Johnson, a former Senate majority leader before becoming vice president and then president, attained a reputation over time for using strong-armed tactics against lawmakers in order to win votes on critical pieces of legislation.

At issue is a rumor that the Obama administration threatened to close or rename Offutt Air Force Base in Nebraska, a rumor which Nelson rejected on Thursday, but into which Republican senators are demanding an investigation.

"Nobody's threatened me. As a matter of fact, in any discussion with the White House or the leadership or any of my colleagues, the question about the base or even the name of the base has never come up," Nelson said during an interview on KLIN radio in Nebraska. "Nobody has talked about anything of that kind."

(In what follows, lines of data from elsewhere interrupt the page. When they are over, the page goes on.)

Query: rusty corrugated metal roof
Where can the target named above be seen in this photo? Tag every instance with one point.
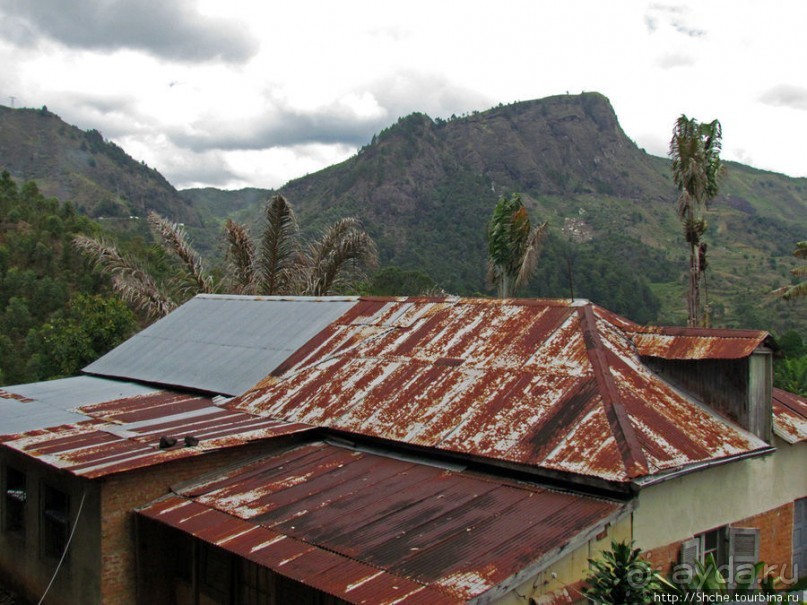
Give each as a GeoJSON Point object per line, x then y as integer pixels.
{"type": "Point", "coordinates": [696, 343]}
{"type": "Point", "coordinates": [789, 416]}
{"type": "Point", "coordinates": [355, 524]}
{"type": "Point", "coordinates": [124, 434]}
{"type": "Point", "coordinates": [550, 384]}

Nelson said he knows the source of that rumor, suggesting that Republicans would be red-faced if details of the source of the rumor came out.

20 Republican senators wrote the top members of the Senate Armed Services Committee on Thursday to ask for an investigation into the alleged threat.

Bennett was skeptical, though, that the Obama administration would acknowledge having made the threat or follow through on it, given the newfound publicity toward the issue.

"We're going to press for answers. It might fade into the background, particularly if Ben Nelson decides he wants to stand firm and not vote for cloture," he said. "I don't see how, given the kind of publicity this thing's gotten, how the administration would dare do it now."